A Forgotten Man
God's love is our ultimate safety net
I’ve lived in my lower class neighborhood since 1973 when I bought a four-bedroom house and rented rooms to other youths hoping to start a commune. California’s Prop 13 keeps my property tax low, whereas new buyers nowadays pay eight times as much. Sometimes it pays to be old.
But the periphery of this little ghetto got ragged with broken private fencing along our Twin Oaks Valley Road, daily traveled by uppity folks from the country club homes just north of here. So, I’m guessing the City heard an earful of complaints and had to build a 10-foot-high wrought iron fence with clinging star jasmine to camouflage the eyesores.
In the spring, when flowers are in bloom, my daily exercise of walking two city blocks takes me past those jasmine and I breathe deeply their delightful scent. Honey bees are busy doing their part in nature’s seasonal business of reproduction, with a mesmerizing hum, perhaps a rendition of aum, the Hindu version of amen. The City did a great job hiding the neighborhood shame.

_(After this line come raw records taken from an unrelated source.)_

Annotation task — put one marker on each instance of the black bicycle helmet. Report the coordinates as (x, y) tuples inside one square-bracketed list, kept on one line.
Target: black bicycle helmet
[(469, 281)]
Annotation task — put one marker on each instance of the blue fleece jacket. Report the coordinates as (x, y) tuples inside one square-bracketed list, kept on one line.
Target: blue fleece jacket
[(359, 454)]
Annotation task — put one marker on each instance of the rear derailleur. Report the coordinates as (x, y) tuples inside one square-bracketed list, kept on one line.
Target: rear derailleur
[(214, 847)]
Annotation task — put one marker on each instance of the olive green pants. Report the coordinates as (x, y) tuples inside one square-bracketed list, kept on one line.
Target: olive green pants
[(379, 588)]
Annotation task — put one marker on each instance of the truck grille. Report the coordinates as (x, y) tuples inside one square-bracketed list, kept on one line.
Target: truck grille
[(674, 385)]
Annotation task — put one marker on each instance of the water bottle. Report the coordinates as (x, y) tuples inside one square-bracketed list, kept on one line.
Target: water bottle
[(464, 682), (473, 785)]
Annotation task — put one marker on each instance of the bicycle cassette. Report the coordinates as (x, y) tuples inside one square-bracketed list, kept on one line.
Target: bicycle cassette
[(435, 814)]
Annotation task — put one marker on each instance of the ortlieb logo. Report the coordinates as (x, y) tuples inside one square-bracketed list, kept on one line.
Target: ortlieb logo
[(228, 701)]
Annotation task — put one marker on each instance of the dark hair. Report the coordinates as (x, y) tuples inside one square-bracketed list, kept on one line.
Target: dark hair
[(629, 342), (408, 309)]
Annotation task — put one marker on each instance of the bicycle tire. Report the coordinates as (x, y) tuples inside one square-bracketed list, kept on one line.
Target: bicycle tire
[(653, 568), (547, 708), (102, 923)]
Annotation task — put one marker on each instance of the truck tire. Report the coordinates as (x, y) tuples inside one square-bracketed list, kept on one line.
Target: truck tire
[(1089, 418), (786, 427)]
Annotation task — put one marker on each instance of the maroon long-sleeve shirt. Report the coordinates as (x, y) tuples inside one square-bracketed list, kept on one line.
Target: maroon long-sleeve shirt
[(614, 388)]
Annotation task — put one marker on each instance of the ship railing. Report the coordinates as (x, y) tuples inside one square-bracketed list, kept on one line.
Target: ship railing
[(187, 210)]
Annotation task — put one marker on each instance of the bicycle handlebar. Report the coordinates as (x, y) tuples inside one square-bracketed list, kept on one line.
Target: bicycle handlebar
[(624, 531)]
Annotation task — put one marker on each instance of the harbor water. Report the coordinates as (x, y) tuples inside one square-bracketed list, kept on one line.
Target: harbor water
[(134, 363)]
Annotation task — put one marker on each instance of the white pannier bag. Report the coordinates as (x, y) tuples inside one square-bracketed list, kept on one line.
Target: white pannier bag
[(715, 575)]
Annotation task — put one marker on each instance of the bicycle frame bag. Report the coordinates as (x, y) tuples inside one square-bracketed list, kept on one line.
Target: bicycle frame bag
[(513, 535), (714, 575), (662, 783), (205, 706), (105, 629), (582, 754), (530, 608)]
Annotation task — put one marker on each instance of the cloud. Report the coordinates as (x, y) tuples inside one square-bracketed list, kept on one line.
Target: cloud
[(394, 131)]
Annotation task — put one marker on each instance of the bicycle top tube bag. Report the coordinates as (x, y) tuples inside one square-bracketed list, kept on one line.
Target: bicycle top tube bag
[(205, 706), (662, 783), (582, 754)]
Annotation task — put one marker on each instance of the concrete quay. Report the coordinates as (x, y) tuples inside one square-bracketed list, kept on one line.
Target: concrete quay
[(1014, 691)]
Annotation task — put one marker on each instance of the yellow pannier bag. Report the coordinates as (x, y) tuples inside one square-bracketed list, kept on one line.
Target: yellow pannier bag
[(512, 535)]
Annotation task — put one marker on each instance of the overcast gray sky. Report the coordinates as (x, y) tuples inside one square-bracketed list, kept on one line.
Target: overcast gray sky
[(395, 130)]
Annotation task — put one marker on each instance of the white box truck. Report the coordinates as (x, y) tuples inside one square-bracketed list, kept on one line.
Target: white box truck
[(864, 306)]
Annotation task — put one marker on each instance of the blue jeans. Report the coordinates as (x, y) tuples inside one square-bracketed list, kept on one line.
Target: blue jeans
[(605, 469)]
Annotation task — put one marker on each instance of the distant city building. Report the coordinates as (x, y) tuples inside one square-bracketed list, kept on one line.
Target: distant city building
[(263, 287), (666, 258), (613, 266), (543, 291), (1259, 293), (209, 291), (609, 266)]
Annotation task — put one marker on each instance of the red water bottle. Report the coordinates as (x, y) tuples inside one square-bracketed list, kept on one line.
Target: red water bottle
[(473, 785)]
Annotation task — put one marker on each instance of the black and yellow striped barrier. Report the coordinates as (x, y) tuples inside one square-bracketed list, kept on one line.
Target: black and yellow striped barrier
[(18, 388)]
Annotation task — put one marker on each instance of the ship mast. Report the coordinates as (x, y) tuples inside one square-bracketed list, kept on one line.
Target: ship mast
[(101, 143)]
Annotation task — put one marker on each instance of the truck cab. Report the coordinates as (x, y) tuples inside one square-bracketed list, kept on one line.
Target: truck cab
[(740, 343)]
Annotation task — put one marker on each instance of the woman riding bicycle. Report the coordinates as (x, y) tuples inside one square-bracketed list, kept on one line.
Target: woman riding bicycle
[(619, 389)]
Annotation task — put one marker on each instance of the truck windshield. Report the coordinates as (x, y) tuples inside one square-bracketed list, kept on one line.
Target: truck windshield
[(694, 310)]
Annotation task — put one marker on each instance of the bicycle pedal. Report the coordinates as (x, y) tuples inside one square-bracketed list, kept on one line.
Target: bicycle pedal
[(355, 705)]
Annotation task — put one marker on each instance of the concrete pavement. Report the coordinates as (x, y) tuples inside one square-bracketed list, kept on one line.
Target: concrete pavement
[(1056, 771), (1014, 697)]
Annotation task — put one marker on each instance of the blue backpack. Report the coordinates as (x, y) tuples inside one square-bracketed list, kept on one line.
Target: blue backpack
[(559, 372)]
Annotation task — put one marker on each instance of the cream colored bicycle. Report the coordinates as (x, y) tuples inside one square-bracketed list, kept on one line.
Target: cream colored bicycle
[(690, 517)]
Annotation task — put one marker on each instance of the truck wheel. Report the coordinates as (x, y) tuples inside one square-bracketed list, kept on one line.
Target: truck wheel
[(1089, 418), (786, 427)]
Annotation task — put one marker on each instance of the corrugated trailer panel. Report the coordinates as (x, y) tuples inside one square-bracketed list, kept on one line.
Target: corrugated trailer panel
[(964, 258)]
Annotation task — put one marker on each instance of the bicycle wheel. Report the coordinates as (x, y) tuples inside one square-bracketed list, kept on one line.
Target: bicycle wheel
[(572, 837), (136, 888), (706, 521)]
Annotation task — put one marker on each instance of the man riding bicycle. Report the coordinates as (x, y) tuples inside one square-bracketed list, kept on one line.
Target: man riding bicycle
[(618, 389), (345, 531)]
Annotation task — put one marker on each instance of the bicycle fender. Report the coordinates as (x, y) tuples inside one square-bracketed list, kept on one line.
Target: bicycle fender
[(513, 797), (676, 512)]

Now and then I see a man’s figure 500 feet ahead, motionless, facing the jasmine vines, smoking his pipe and staring into the vines. To a stranger in these parts, it would be an odd scene. But I know the man and stop to chat with him once in a while. He is a former linotype operator for Princeton University Press. He tells me with pipe in hand ― for the umpteenth time ― linotype isn’t used anymore because digital printing is now the in-thing. I suppose he trims dead leaves from the vines as a throwback to his habit of removing faulty letters from his linotype settings. Let’s call it retroactive memory.
“You new to these parts?” he’ll ask again, though we’ve gone over the same personal details many times before.
He’s 95 years old, long retired, and lives by himself in a house that his daughter now owns. She visits him weekly. His face has raised black squamous cell carcinoma blotches that would alarm a dermatologist. Richard walks every day for miles, mostly the same route I take. Exercise hasn’t prevented him from getting a bit senile, but he can still hold a conversation. Lately, though, I avoid him because he hasn’t said anything I haven’t heard before. Like outdated linotype, he’ll soon die, remembered by his offspring for a couple of generations.
“I have a car in the garage but I don’t have a driver’s license any more,” he says. “The state took it from me.”
That got me worrying over my driver’s license. Am I, at 77 years, approaching the cutoff age?
When I got home, I rubbed my magic Google lamp and discovered the state wouldn’t do that without cause. It’s not automatic on reaching a certain age. It was likely his daughter who realized he couldn’t drive anymore without being a road hazard, so she alerted the DMV. But he still thinks it was the state. Just as well I say nothing about that. I’m sure she loves him, and it was hard for her to make that phone call. It’s what’s known as “tough love.”
But I don’t have a son or daughter living locally who’d notice trouble with my driving. Nor will it be easy being objective about my driving ability. I may have a hard time exercising tough love to give up my license. So if we meet someday after our car accident, and I’m sounding like a broken record, please notify the DMV. After, I’ll die an obsolete electrical engineer devoid of any fame by invention and, for lack of children, a man utterly forgotten, except if God remember me.